“Pelo termo matemática não problematizada, referimo-nos a uma concepção da matemática estabelecida como um corpo de conhecimentos que sempre foi e sempre será da forma que é hoje, ou que evolui linearmente de um estado ‘mais atrasado’ para um estado ‘mais avançado’, por meio da inspiração isolada de ‘gênios com talento inato’. Por matemática problematizada, em contrapartida, entendemos uma concepção de possibilidades matemáticas situadas em diversos contextos e práticas históricas e sociais de produção e de mobilização de saberes e de formas de estar no mundo.” GIRALDO, Victor. Que Matemática para a formação de Professores? Por uma Matemática Problematizada.
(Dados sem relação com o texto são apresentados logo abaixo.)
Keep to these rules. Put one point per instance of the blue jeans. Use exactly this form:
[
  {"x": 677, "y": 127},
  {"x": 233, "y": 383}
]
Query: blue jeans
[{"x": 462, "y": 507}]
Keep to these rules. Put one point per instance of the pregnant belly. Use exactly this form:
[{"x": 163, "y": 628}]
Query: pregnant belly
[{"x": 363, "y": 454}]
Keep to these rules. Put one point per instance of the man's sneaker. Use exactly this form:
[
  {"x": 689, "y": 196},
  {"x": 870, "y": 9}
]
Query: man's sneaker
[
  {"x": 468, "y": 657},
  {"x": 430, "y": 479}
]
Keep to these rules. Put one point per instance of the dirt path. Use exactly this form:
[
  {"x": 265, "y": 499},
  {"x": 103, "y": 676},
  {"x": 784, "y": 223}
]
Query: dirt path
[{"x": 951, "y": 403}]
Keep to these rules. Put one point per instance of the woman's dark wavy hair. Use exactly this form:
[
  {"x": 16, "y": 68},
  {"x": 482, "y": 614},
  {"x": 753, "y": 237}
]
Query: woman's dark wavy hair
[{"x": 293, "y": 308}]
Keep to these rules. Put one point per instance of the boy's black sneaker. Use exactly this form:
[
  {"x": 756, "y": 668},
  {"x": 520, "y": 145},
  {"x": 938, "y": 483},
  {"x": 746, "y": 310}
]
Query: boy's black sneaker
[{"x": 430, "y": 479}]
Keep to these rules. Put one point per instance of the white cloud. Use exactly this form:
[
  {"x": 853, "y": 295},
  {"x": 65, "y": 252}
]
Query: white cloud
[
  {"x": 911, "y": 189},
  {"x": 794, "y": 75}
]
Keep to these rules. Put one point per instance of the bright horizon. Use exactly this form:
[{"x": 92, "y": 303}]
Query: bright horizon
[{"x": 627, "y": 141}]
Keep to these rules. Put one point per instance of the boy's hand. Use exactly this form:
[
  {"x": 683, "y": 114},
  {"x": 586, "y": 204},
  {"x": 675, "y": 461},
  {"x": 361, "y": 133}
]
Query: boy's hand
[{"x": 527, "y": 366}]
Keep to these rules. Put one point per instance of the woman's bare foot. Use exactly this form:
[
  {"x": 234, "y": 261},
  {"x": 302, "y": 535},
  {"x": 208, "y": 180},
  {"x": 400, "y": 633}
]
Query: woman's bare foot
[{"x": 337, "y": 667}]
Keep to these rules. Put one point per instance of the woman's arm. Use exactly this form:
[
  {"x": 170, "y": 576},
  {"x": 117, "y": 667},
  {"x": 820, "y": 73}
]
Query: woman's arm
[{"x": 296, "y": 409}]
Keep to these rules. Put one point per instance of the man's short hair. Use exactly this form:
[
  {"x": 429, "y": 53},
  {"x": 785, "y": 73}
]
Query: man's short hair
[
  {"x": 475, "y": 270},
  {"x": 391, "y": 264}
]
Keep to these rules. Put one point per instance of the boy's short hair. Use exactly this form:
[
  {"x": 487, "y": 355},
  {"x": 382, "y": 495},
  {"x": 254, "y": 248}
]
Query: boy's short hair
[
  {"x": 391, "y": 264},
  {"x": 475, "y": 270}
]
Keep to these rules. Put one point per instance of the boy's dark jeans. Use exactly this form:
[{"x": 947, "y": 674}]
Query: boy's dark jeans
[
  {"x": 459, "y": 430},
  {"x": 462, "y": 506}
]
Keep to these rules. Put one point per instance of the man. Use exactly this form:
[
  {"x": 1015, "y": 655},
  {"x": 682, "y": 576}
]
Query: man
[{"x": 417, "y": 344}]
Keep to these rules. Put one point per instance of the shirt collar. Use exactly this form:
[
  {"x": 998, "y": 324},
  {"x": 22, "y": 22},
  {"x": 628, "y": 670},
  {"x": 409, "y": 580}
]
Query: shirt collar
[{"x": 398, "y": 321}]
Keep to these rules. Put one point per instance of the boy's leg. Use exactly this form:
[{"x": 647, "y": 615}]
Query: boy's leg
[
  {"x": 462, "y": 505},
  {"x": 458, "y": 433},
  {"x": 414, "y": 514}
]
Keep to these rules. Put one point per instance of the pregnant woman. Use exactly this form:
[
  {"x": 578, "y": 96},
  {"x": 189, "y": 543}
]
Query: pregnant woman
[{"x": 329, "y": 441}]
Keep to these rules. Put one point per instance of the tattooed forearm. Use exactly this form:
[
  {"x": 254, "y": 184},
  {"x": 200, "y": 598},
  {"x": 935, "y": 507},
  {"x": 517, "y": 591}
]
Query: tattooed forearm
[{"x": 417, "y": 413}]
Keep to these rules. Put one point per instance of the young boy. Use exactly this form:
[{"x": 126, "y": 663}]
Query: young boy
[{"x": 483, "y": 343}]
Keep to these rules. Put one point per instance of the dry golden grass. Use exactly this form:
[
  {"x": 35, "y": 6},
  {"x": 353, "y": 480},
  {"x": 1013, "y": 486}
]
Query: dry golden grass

Anais do XIII ENEM. Brasília: SBEM, 2019. v. 1. p. 1-12. No trecho destacado, o autor estabelece entre a matemática não problematizada e a matemática problematizada uma relação de
- A)complementaridade.
Errada, porque o texto não apresenta as duas concepções como partes que se somam, mas como visões incompatíveis.
- B)dependência.
Errada, porque não há ideia de que uma concepção dependa da outra; o autor contrapõe, em vez de encadear.
- C)proximidade.
Errada, porque o trecho não fala em semelhança ou afinidade, e sim em diferença forte entre duas leituras da Matemática.
- D)hierarquia.
Errada, porque o autor não organiza as concepções em nível superior e inferior, mas em confronto conceitual.
- E)oposição.
Certa, porque a matemática não problematizada e a problematizada são apresentadas como visões opostas sobre a natureza da Matemática.
Gabarito: E
A questão trabalha uma oposição conceitual bem clara. Quando o autor fala em "matemática não problematizada", ele critica a ideia de uma Matemática vista como algo pronto, neutro, linear e quase "natural", como se existisse fora da história e das relações sociais. É aquela imagem de disciplina que teria sempre sido assim e que só avançaria por obra de poucos gênios iluminados. Já a "matemática problematizada" aparece como o contrário disso: a Matemática é entendida como produção humana, situada em contextos históricos, culturais e sociais, com diferentes práticas de uso e significados. Ou seja, não é um bloco eterno e imutável, mas algo que se constrói em diversas formas de vida e em diferentes momentos históricos. Por isso, a relação entre as duas concepções é de oposição. Uma afirma uma visão fixa, universal e linear; a outra questiona exatamente essa visão e propõe uma leitura histórica e contextualizada. O texto não aponta complementação nem dependência, mas sim um contraste direto entre duas formas de compreender a Matemática. Em provas da FGV, é comum que o enunciado traga termos com aparência sofisticada para testar se você percebe o núcleo da ideia. Aqui, o núcleo é simples: uma concepção exclui a outra. Então, o gabarito é a letra E.